07 August 2018

Gluten Free Chicken Fried Steak

Hannah and I started dating about a year after most of her family went gluten-free.  I embraced the idea of cooking gluten-free from the beginning.  To me, it wasn't a burden that I had to put up with if I wanted to be with Hannah, it was a challenge to create great food that tasted as good... if not better... than the gluten alternative.  When we got married, the general rule we have for the house is that even if I may not be completely gluten-free at work and such (I am a teacher... school lunches...) at home we cook gluten-free.  It is not fair to Hannah to bring a ton of gluten into the house.

I love Chicken Fried Steak.  My ideal version is at Lee's Fried Chicken in Lincoln, NE.  Dad and I have been going there for 20+ years after Nebraska Cornhusker football games.  I have ordered the same thing... Chicken Fried Steak, Hash Browns, and Chicken Gravy.  In some parts of the country, people put white cream gravy or brown gravy... I prefer neon yellow chicken gravy on my Chicken Fried Steak.  

This is my take on Midwest Chicken Fried Steak.  The chicken bouillon we use does not contain any artificial dye, so my gravy did not get very yellow... but it did taste very good.  While I like hash browns a lot... the kids eat mashed potatoes better.

Chicken Fried Steak and Mashed Potatoes 
with Chicken Gravy

Chicken Fried Steak
4 Cubed steaks
3/4 Cup Generic Gluten Free Flour mix
1/2 Cup Potato Starch
1 tbs Onion Powder
1 tbs Garlic Powder
Pinch or two of Ground Red Pepper
Salt and Pepper to taste
1 Egg
1 Cup Milk
Oil for Frying

1 Can Chicken Broth
2-3 Carrots, cut up
2 Stocks of Celery, cut up
1 Onion, Cut up
2 Garlic Cloves, smashed
4 tsp.
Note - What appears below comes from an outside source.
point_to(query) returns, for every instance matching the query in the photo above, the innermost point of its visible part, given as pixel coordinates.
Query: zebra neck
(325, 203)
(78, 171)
Chicken Bouillon
1 Cup Milk
4 tbls. Butter
2 tbls. Corn Starch
Salt and Pepper to taste

4-5 Russet Potatoes
Milk and Butter
Salt and Pepper to taste


Peel potatoes, cut into quarters, put in pot with enough water to cover.  Put on Medium High Heat

In medium pot, add first 5 ingredients for gravy, put on medium heat.  Add half a can of water

Mix dry ingredients for the steaks.  Dredge steaks through flour mix, pressing flour into steaks.  Set steaks aside

Mix egg and milk in a bowl.  Heat oil in large, heavy pan.

When oil is hot, dredge steaks through egg wash and then through flour again.  Coat well with flour and put in a pan... fry until golden brown.  Drain on paper towel-lined plate.  A note: I don't do the egg wash and final coating until I am about to put them in the oil.

When potatoes are tender (fork goes through easily) drain.  Add milk and about 4 tbls. of butter.  Add enough milk that when blended, everything is smooth.  Go little by little.

For gravy, strain solids out of broth.  Add bullion.  Mix corn starch and milk in a small cup until corn starch is dissolved.  Add to broth.  Bring gravy to a boil, stirring constantly.  Once it comes to a boil, remove from heat.  Add salt and pepper to taste (I often add more garlic and onion powder too).